衣服、日用品など、両親が生活するために使っていたものが、根こそぎなくなっていた。しばらくの間、泥棒でも入ったのか、と考えていたが、荒らされている様子もない。
アイラクは、ここで最悪の事態を予想した。


「……でて、いっちゃったの?」


空っぽのリビングに、立ち尽くす。泣きたかったが、長く人と接していなかった虚ろな心では、それすら不可能だった。
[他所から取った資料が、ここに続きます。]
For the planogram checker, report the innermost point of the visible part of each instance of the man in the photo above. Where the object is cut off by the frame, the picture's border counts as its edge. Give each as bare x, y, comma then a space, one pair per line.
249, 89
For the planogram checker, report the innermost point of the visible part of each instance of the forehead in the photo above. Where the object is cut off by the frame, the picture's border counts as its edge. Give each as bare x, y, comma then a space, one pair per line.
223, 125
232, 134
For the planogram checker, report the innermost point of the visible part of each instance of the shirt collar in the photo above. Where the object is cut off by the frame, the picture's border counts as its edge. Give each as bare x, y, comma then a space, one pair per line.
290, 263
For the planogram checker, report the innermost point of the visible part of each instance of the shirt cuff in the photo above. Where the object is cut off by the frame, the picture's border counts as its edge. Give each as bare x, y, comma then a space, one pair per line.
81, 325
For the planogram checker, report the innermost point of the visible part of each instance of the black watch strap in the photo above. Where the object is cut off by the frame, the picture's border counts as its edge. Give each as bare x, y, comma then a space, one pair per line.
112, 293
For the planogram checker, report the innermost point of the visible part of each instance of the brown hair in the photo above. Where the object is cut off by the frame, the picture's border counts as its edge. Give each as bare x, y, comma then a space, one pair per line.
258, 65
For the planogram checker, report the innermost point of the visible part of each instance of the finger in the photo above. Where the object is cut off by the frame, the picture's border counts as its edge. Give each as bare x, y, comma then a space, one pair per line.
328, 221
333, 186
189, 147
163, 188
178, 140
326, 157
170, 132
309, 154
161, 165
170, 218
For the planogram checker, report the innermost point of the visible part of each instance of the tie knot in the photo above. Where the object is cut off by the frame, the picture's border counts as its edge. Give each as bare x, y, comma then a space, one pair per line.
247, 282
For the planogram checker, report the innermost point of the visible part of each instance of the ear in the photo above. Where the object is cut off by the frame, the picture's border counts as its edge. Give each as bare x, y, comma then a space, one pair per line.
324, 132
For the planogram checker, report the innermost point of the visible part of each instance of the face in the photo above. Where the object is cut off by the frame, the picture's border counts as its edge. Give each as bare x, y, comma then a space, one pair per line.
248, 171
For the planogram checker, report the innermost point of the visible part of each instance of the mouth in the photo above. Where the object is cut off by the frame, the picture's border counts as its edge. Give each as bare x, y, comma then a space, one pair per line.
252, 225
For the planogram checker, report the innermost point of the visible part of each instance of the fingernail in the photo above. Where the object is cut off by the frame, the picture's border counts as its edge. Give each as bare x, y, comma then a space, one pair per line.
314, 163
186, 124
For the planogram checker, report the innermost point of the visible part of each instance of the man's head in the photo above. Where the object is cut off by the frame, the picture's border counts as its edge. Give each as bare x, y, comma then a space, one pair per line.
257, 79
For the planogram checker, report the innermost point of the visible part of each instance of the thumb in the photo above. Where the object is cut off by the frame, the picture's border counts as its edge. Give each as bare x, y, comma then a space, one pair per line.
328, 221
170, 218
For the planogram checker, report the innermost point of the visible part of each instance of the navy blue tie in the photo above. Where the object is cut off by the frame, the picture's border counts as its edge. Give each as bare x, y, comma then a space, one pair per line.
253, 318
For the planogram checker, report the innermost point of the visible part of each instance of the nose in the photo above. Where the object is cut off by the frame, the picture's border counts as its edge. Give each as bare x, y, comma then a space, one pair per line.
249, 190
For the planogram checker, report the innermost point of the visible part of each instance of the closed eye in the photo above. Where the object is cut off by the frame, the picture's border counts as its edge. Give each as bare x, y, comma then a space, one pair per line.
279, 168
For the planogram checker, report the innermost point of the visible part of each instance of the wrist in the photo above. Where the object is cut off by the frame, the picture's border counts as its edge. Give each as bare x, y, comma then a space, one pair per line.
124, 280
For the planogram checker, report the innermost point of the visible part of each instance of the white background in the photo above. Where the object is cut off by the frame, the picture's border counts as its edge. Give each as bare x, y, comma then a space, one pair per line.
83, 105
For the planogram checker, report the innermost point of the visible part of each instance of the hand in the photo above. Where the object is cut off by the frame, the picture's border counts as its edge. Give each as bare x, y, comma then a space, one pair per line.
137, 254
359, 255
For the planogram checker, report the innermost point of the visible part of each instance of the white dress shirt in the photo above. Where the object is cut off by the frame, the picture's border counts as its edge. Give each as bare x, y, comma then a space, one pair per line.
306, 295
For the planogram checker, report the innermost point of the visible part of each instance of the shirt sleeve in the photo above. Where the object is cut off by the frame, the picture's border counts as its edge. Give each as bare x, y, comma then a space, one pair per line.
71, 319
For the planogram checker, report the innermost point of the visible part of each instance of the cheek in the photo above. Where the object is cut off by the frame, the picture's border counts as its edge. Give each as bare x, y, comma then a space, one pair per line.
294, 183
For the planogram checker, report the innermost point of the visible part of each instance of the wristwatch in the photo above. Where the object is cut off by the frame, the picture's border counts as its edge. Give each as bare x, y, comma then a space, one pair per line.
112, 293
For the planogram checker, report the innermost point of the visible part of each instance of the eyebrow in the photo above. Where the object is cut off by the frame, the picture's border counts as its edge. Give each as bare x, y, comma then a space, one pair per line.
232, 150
それでも戻ってきてくれることを少し信じながら、大人しく部屋で、待つ。けれど、何日経っても、戻ってこなかった。






「……まぶしいの」


あまりにも空腹がひどくなり、家に残っていたわずかばかりのメセタを持ち出し、外に出た。どのくらいぶりかも分からない外の光と空気に、ふらつきそうになりながら、歩き出した。なるべく人通りを避けて。裏路地を選んで。けれど、気付いた。何か買うには、人が多く集まるお店に入らなければならない。


「……」


途方に暮れ、裏路地をふらふらと、さまよう。思考停止し、どこへ行くでもなく、歩く。前など見えていなかった。


「っ!いたっ……」


何かにぶつかった。その拍子に、フォトンによる雷が放たれた。


「!!……ごめ、ごめん、なさい……!ごめんなさいっ!!ごめん……」


ぶつかった相手が人だと分かり、そして、恐らく電撃を受けてしまったであろうその人に、必死に謝った。攻撃される。痛いのはいやだ。そう思いながら。
しかし、アイラクに向かってきたその手は、アイラクを傷付けることはなく。


「構わないよ、お嬢さん。とても凄い力を秘めているね……噂以上だよ」
「……え、」


優しい声。頭に置かれる、温かい手。恐る恐る見上げると、優しい笑顔の、青年。


「お嬢さん。その力、人を傷付けるためではなく、守るために、使ってみたいとは思わないかい?」
「まもる、ため……?」
「そう。僕は、その術を知っている」
「……」


頭を撫でながら、青年は語り掛けてくる。


「まも、る……、かみなりも、かってに、でなくなる?」
「ああ」
「おもいどおりに、きずつけないように……ほんとうに、みんなを、まもるために、つかえるの?」
「勿論だ」


守る。今まで、傷付けることしか出来なかったアイラクには、あまりにも非現実的な言葉。けれど、この青年についていけば、誰も傷つけることはなくなる。それどころか、皆を守ることができるーー。


「……あ、」


今まで枯れていたと思っていた涙が、ここにきて溢れ出した。


「辛かったね。沢山我慢、したんだねーー」


青年は、アイラクを抱き締める。アイラクはひとしきり泣きわめき、なんとか声を絞り出し、青年に告げた。


「ついて、いく。もう、なにも、こわしたくないの」


青年は、それを聞いて、笑った。


「良いだろう。さあ、こっちだよ、お嬢さん」


青年は、アイラクの手を取り、歩き出した。


心も体も疲弊しきったアイラクには、この青年がどんな顔をして笑っていたか、どのような思惑で自分を誘い込んだのか、何もかも感じられなかった。
絶望の淵から救ってくれたその手に縋ることしか、考えられなかったのだった。